BW #48: Aviation accidents
Last week's airplane accidents remind us that aviation can be dangerous. But how dangerous is it, and hasn't air travel gotten much safer over the years? This week, we calm ourselves down with data.
Twice in the past week, airline accidents have made the news: First, a Japanese flight landed on a runway that was mistakenly occupied by another plane (https://www.msn.com/en-us/news/us/japan-coast-guard-plane-not-cleared-for-takeoff-before-deadly-runway-crash-air-traffic-control-transcript-suggests/ar-AA1mq1em). Then, several days ago, an Alaska Airlines flight took off, only to have part of the airplane's wall break off, leaving a big hole (https://www.msn.com/en-us/travel/news/alaska-airlines-passenger-describes-terrifying-flight-to-california-there-was-a-hole-in-the-plane/ar-AA1mJDHZ).

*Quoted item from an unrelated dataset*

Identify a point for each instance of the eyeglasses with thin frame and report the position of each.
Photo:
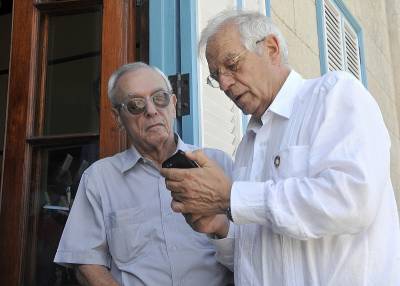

These incidents were remarkable not only because no one on either plane was killed or even seriously injured. (The crew of the Coast Guard plane in Japan weren't so lucky, unfortunately.) It's also amazing, when you think about it, just how safe air travel is given the number of flights in the sky. That's due, in no small part, to the amount of redundancy that goes into all of the technology, as well as checks and double-checks that happens on a regular basis.
Of course, sometimes things can go wrong, as Tim Harford describes in this episode of his "Cautionary Tales" podcast: https://timharford.com/2022/09/cautionary-tales-when-the-plane-ran-out-of-fuel/
Even though accidents, let alone disasters, have become increasingly rare over the last few decades, they are far from unknown. In the US, the National Transportation Safety Board (NTSB, at https://www.ntsb.gov/Pages/home.aspx) investigates incidents and then issues recommendations to ensure that problems don't repeat themselves.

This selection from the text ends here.